Lee, SY, Beom, J, Choi, JH, Jang, HC, Kim, E, Kim, K, Kim, M, Shim, GY, Won, CW, Lim, JY
BMJ open. 2023;(7):e070252
Abstract
INTRODUCTION Among chronic diseases affecting older adults, metabolic syndrome (MetS) is known to be closely related to sarcopenia. Insulin resistance may play a key role in the increased frequency of sarcopenia associated with metabolic disorders. To date, an exercise-nutrition combined intervention has been the treatment of choice for sarcopenia. However, trials of combined interventions for individuals with sarcopenia and MetS are still lacking. This study aims to develop and conduct a standardised intervention, named the Multidisciplinary combined Exercise and Nutrition inTervention fOR Sarcopenia (MENTORS), for sarcopenic older patients with MetS. METHODS AND ANALYSIS This multicentre, randomised controlled trial includes 168 community-dwelling older adults with sarcopenia and MetS. The 12-week MENTORS comprises an exercise intervention consisting of an introductory phase (3 weeks; twice-weekly visits), an expanded phase (3 weeks; twice-weekly visits) and a maintenance phase (6 weeks; once-weekly visits); and a nutrition intervention tailored to the nutritional status of individual subjects. Outcomes will be measured at 0-week, 12-week and 24-week postintervention.

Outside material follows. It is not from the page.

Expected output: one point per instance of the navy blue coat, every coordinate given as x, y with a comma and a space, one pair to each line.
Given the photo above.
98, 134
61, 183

The data will be analysed using the intention-to-treat and per-protocol principle. ETHICS AND DISSEMINATION Before screening, all participants will be provided with oral and written information. Ethical approval has already been obtained from all participating hospitals. The study results will be disseminated in peer-reviewed publications and conference presentations. TRIAL REGISTRATION NUMBER NCT04948736.